The Joy of Cryptography is an undergraduate textbook in cryptography. This book evolved from lecture notes I developed for the cs427 course at Oregon State University (and before that, cs473 at the University of Montana).

Yes, I know that the title is ridiculous. All of the serious titles were already taken. I hope you understand that actual joy is not guaranteed.

What Is This Book About?

This book is about the fundamentals of provable security.

Security: Cryptography is about controlling access to information. We break apart the nebulous concept of "security" into more specific goals: confidentiality, authenticity, integrity.
Provable: We can formally define what it means to be secure, and then mathematically prove claims about security. One prominent theme in the book is the logic of composing building blocks together in secure ways.
Fundamentals: This is an introductory book on the subject that covers the basics. After completing this course, you will have a solid theoretical foundation that you can apply to most real-world situations. You will also be equipped to study more advanced topics in cryptography.

This book is not a handbook telling you which cryptographic algorithm to use in every situation, nor a guide for securely implementing production-ready cryptographic libraries. We do not discuss specific cryptographic software (e.g., PGP, Tor, Signal, TrueCrypt) or cryptocurrencies like Bitcoin. You won’t learn how to become a hacker by reading this book.

Who Is This Book For?

This book is for anyone who might need to secure information with cryptography, and who is curious about what makes some things "secure" (and what makes other things insecure). I don’t imagine that most readers of this book will develop their own novel cryptography (e.g., designing new block ciphers), but they will be far more likely to use and combine cryptographic building blocks - thus our focus on the logic of composition.

What Background Is Needed To Understand This Book?
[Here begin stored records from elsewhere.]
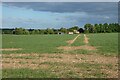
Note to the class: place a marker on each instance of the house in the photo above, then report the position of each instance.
(60, 33)
(76, 32)
(70, 32)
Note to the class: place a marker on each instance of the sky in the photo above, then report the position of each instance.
(42, 15)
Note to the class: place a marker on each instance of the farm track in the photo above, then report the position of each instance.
(46, 61)
(83, 47)
(61, 63)
(85, 39)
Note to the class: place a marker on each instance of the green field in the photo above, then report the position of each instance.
(40, 57)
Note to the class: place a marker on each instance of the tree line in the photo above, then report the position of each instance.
(88, 28)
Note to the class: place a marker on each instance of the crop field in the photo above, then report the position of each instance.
(60, 56)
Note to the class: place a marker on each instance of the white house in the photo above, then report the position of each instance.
(70, 32)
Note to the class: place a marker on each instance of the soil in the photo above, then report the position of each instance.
(10, 49)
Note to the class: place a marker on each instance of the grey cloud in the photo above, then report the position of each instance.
(62, 7)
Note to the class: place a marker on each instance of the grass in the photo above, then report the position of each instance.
(35, 43)
(106, 43)
(27, 73)
(79, 41)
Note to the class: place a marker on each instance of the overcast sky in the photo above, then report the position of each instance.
(57, 14)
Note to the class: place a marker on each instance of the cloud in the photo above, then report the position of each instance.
(61, 7)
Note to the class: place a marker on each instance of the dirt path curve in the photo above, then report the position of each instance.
(72, 41)
(86, 39)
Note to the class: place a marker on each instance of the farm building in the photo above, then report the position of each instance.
(76, 32)
(70, 32)
(60, 33)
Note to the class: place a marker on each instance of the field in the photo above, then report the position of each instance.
(60, 56)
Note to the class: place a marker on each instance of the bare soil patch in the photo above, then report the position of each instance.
(85, 47)
(10, 49)
(61, 63)
(86, 39)
(65, 58)
(72, 41)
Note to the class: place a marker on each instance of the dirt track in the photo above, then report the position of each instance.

You will get the most out of this book if you have a solid foundation in standard undergraduate computer science material:

Discrete mathematics (of the kind you typically find in year 2 or 3 of an undergraduate CS program) is required background. The book assumes that you are familiar with basic modular arithmetic, discrete probabilities, simple combinatorics, and especially proof techniques. Chapter 0 contains a brief review of some of these topics.
Algorithms & data structures background is highly recommended, and theory of computation (automata, formal languages & computability) is also recommended. We deal with computations and algorithms at a high level of abstraction, and with mathematical rigor. Prior exposure to this style of thinking will be helpful.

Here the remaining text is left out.